Lana, I have to fight with myself every time I come to your place! Your crew is just SO gorgeous! I will have an empty aviary soon & I am not sure whether to go EWD or Gliders! It would make an awesome outdoor area for lizards but then I see your cutie gliders &.....oh I'm so confused!! 
And don't get me started on your Mertins etc!!!!!!!!!!


----------



## trogdor1988 (Jul 7, 2008)

yeah im annoyed we cant have them in qld, i have emailed the epa asking about why we cant have them in qld as they live in qld anyway but they wont email me back with an answer. its so sad cause there such beautiful animals. great pics of the little cuties to btw. 

steve


----------



## thals (Jul 8, 2008)

agghh the cuteness in killing me 

Beautiful little creatures you got there Lana, thanks for sharing the pics with us! It's great learning more about them too, very interesting lil guys to keep I'd imagine


----------



## Hickson (Jul 8, 2008)

You might also want to try them on a thawed pinky mouse occassionally.

If they've never seen them before, they might ignore them.

Then again......................



Hix


----------



## missllama (Jul 8, 2008)

Hix said:


> You might also want to try them on a thawed pinky mouse occassionally.
> 
> If they've never seen them before, they might ignore them.
> 
> ...




i didnt realise there was new posts sorry everyone for the late reply

hix i dont no how true this is but i was told not to feed pinkies because they look to much alike to there babies when young so it can increase the chance of them eating there babies and also the fresh meat?
not sure but thats the only reason why i have never fed mine pinkies


----------



## gregcranston (Aug 8, 2008)

missllamathuen said:


> hix i dont no how true this is but i was told not to feed pinkies because they look to much alike to there babies when young so it can increase the chance of them eating there babies and also the fresh meat?
> not sure but thats the only reason why i have never fed mine pinkies


Strangely enough that is why I never feed mine pinkies too, but deep down I know it is a bit silly, as these are scent based creatures and they would never get confused between a pinkie mouse and their own babies.


----------



## Tim.Arm (Aug 8, 2008)

*There soooooo awsome and cute.....lol. Congratz mate.*


----------



## Emzie (Aug 8, 2008)

bah im so jealous 

i keep asking my bf if we can move to SA or WA so i can get some but he's not that keen on the idea


----------



## missllama (Aug 8, 2008)

wow i didnt realise this thread was up and going again lol
i will take some more pics tonight of them now that they have settled

my squirrels were breeding last nite 

and thanks everyone for the kind comments


----------



## jaih (Aug 8, 2008)

Awsome.


----------



## gregcranston (Aug 21, 2008)

missllamathuen said:


> wow i didnt realise this thread was up and going again lol
> i will take some more pics tonight of them now that they have settled
> 
> my squirrels were breeding last nite
> ...


Well come on, where are those new pics? lol


----------



## missllama (Aug 21, 2008)

gregcranston said:


> Well come on, where are those new pics? lol


sorry i am hopeless with remembering things give me a min and ill chuck em on here lol


----------



## Mrs I (Aug 21, 2008)

I really want a baby sugar glider, they are so cute!


----------



## missllama (Aug 21, 2008)

Mrs I said:


> I really want a baby sugar glider, they are so cute!
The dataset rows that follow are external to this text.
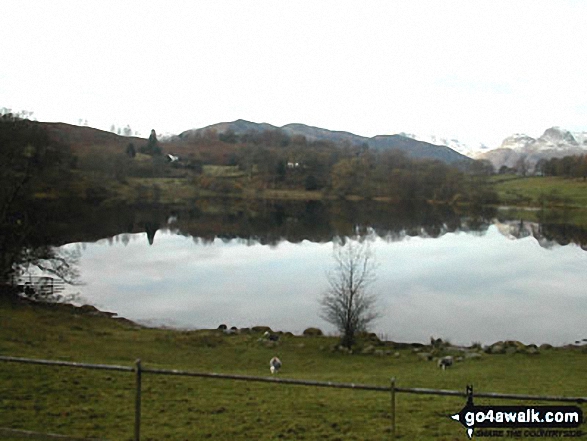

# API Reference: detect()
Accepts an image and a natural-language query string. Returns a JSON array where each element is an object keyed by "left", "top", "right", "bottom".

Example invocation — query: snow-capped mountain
[
  {"left": 477, "top": 127, "right": 587, "bottom": 171},
  {"left": 400, "top": 132, "right": 490, "bottom": 159}
]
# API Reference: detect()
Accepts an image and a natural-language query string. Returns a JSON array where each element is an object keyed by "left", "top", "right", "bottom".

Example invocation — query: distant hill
[
  {"left": 478, "top": 127, "right": 587, "bottom": 171},
  {"left": 172, "top": 119, "right": 472, "bottom": 164},
  {"left": 37, "top": 122, "right": 146, "bottom": 151}
]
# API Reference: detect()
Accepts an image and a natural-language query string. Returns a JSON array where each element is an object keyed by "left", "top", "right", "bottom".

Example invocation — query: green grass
[
  {"left": 0, "top": 299, "right": 587, "bottom": 440},
  {"left": 493, "top": 176, "right": 587, "bottom": 208}
]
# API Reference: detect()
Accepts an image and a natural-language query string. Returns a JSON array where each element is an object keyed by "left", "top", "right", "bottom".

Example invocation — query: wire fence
[{"left": 0, "top": 356, "right": 587, "bottom": 441}]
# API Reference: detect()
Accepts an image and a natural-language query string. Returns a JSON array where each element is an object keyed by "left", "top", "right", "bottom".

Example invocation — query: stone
[
  {"left": 418, "top": 352, "right": 432, "bottom": 361},
  {"left": 489, "top": 343, "right": 505, "bottom": 354},
  {"left": 361, "top": 345, "right": 375, "bottom": 354},
  {"left": 465, "top": 352, "right": 483, "bottom": 360},
  {"left": 302, "top": 328, "right": 324, "bottom": 337}
]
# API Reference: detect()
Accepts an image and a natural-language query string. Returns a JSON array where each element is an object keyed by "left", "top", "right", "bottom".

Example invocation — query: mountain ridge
[
  {"left": 477, "top": 126, "right": 587, "bottom": 171},
  {"left": 173, "top": 119, "right": 472, "bottom": 164}
]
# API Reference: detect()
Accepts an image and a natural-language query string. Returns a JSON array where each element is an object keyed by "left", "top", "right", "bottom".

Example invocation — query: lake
[{"left": 46, "top": 201, "right": 587, "bottom": 345}]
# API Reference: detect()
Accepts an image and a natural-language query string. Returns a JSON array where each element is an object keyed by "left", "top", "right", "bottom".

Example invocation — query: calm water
[{"left": 58, "top": 207, "right": 587, "bottom": 344}]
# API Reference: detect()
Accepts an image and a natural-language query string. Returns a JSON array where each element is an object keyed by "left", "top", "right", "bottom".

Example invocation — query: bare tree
[{"left": 320, "top": 240, "right": 379, "bottom": 349}]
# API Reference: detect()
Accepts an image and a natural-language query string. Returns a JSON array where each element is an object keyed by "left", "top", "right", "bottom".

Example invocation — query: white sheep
[
  {"left": 269, "top": 357, "right": 281, "bottom": 374},
  {"left": 438, "top": 355, "right": 454, "bottom": 370}
]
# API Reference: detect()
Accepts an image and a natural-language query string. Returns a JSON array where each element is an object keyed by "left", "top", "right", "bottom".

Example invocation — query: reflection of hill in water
[
  {"left": 495, "top": 220, "right": 587, "bottom": 251},
  {"left": 32, "top": 199, "right": 587, "bottom": 248}
]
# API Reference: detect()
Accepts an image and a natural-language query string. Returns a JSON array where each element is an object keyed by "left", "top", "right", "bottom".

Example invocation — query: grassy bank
[
  {"left": 493, "top": 176, "right": 587, "bottom": 208},
  {"left": 0, "top": 299, "right": 587, "bottom": 440}
]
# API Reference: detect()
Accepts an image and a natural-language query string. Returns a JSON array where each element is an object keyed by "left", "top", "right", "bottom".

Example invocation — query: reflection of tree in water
[{"left": 21, "top": 199, "right": 587, "bottom": 251}]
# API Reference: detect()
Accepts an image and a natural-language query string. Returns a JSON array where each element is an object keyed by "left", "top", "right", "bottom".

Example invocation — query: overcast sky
[{"left": 0, "top": 0, "right": 587, "bottom": 147}]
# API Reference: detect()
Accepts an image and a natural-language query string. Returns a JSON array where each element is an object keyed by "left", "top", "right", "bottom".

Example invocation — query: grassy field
[
  {"left": 0, "top": 299, "right": 587, "bottom": 440},
  {"left": 493, "top": 176, "right": 587, "bottom": 208}
]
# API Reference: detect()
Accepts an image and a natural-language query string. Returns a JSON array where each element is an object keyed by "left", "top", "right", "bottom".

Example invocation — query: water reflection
[{"left": 50, "top": 201, "right": 587, "bottom": 344}]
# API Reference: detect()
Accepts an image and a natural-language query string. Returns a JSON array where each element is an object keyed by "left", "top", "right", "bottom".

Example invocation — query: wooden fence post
[
  {"left": 135, "top": 358, "right": 141, "bottom": 441},
  {"left": 391, "top": 377, "right": 395, "bottom": 440}
]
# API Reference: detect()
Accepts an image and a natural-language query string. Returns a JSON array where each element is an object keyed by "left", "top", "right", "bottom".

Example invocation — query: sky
[{"left": 0, "top": 0, "right": 587, "bottom": 148}]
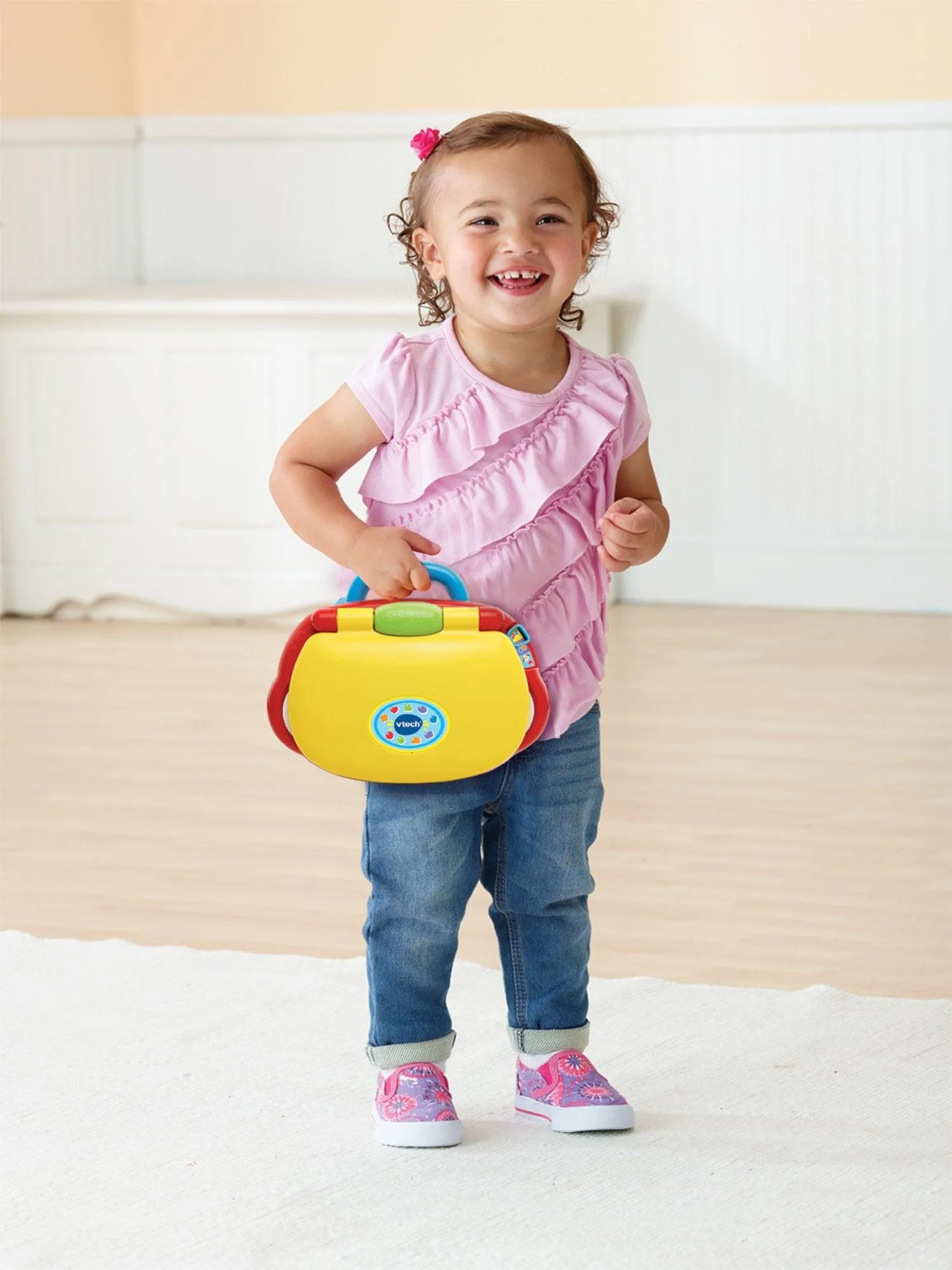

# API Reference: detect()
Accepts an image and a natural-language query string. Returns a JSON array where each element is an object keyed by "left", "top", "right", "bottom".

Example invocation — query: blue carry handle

yea there so gorgeous my squirrel gliders have been breeding a few times the past wk i might get some babies this season 
ill show u some photos of michaels baby ones from a few yrs ago tonight i cant get the pics till he is home tho
the pics of my new ones are just loading on my other comp now


----------



## Mrs I (Aug 21, 2008)

Yeah i saw one at the last Herp meeting and fell in love.....

So cute....


----------



## Rocky (Aug 21, 2008)

Holy crap! I didn't know you could keep them as pets! I want in!


----------



## gregcranston (Aug 25, 2008)

missllamathuen said:


> yea there so gorgeous my squirrel gliders have been breeding a few times the past wk i might get some babies this season
> ill show u some photos of michaels baby ones from a few yrs ago tonight i cant get the pics till he is home tho
> the pics of my new ones are just loading on my other comp now


 
Did you forget to put them on here again?


----------



## Emzie (Aug 25, 2008)

Rocky said:


> Holy crap! I didn't know you could keep them as pets! I want in!


 
you cant in NSW


----------



## Rocky (Aug 25, 2008)

Emzie said:


> you cant in NSW



Oh of course, that has to be the case!  stupid NSW.


----------